Time rolls on and it is even wetter than a month ago. We had a decent week in the middle of tupping, but it has rained pretty much all the remaining days, making ground work tricky.
We are still busy fencing, but now it is on ground that is completely saturated, which makes it difficult for the post knocker to get about and make a tidy job.
There have been a couple of sketchy moments for our local digger driver on the mounted knocker as he descended a bankside, trying not to sledge all the way down over a waterfall a couple of hundred feet below. He loves to tell stories, so even though his knees were knocking, at least he will have a good tale to tell.
Having good fencing makes a lot of sense and will be encouraged more for environmental and biosecurity reasons, but actually doing the job isn’t as easy as writing it into a scheme prescription.
Although wet, it has not been too cold in Garrigill and sheep have done well. After checking a couple of batches of ewes’ feet, I decided they are definitely fit enough as I cannot remember them ever being harder to handle.
Fit as they are they have been a little slower to come into season than usual, with a lot coming in at around 20 days and, although they are still not late for lambing where we are, I just hope the boys had plenty left in the tank.
The National Sheep Association continues to engage with the Government on the future of our industry, whether it’s Brexit, Environmental Land Management, Pathway or the newly proposed Livestock Information Service.
The latter will see sheep and cattle identification, recording and movement reporting all brought under one umbrella.
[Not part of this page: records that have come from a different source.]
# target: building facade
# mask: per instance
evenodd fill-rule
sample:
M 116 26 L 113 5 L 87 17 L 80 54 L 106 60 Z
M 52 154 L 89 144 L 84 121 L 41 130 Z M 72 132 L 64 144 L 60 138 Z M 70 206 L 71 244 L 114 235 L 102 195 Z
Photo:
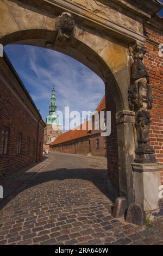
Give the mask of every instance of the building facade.
M 61 134 L 61 125 L 59 124 L 57 109 L 55 91 L 53 88 L 49 105 L 49 114 L 46 119 L 46 127 L 44 129 L 44 149 L 49 149 L 49 145 Z
M 41 160 L 45 123 L 5 54 L 0 95 L 1 178 Z
M 96 109 L 98 115 L 101 111 L 105 112 L 105 97 Z M 85 121 L 79 127 L 62 133 L 50 145 L 51 150 L 106 157 L 106 138 L 101 136 L 100 130 L 95 130 L 94 115 L 92 117 L 92 129 L 90 129 L 90 120 Z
Getting better data needs to be as much about agencies using data smartly rather than farmers providing more.
Although, perhaps even more importantly than demanding 100 per cent accuracy at all times, we should end up with something workable that encourages cooperation between farmers and Defra, which would lead to a much more accurate, functional and effective traceability system.
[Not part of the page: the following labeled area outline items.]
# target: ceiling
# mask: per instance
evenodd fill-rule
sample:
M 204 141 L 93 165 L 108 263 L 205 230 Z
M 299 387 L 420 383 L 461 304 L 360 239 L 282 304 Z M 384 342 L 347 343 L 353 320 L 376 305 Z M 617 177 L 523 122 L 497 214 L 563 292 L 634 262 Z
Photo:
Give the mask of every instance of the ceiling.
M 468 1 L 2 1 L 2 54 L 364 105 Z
Industry has been engaged with at historic levels, but it would be nice to think Defra was taking on board our feedback a little better than George Eustice when it comes to Brexit.
To shrug off suggestions that sheep farming would suffer in a badly negotiated Brexit and that we could all simply switch to beef farming at the drop of a hat is either extremely naive or part of hard ball negotiation. But time will tell and it does little to build trust and confidence.
However, after four and a half years of attempts by Defra to rebuild a knowledge and skill base within Whitehall (which was eroded by years of contracting out agri-policy to the EU), it would be reasonable to expect that the sheep industry was valued by those in power, and not simply considered as dispensable.
Change is ahead for all of us and although I think sheep are in a positive position, it would be nice to go forward thinking that when we are engaged with, we are not simply listened to and then ignored.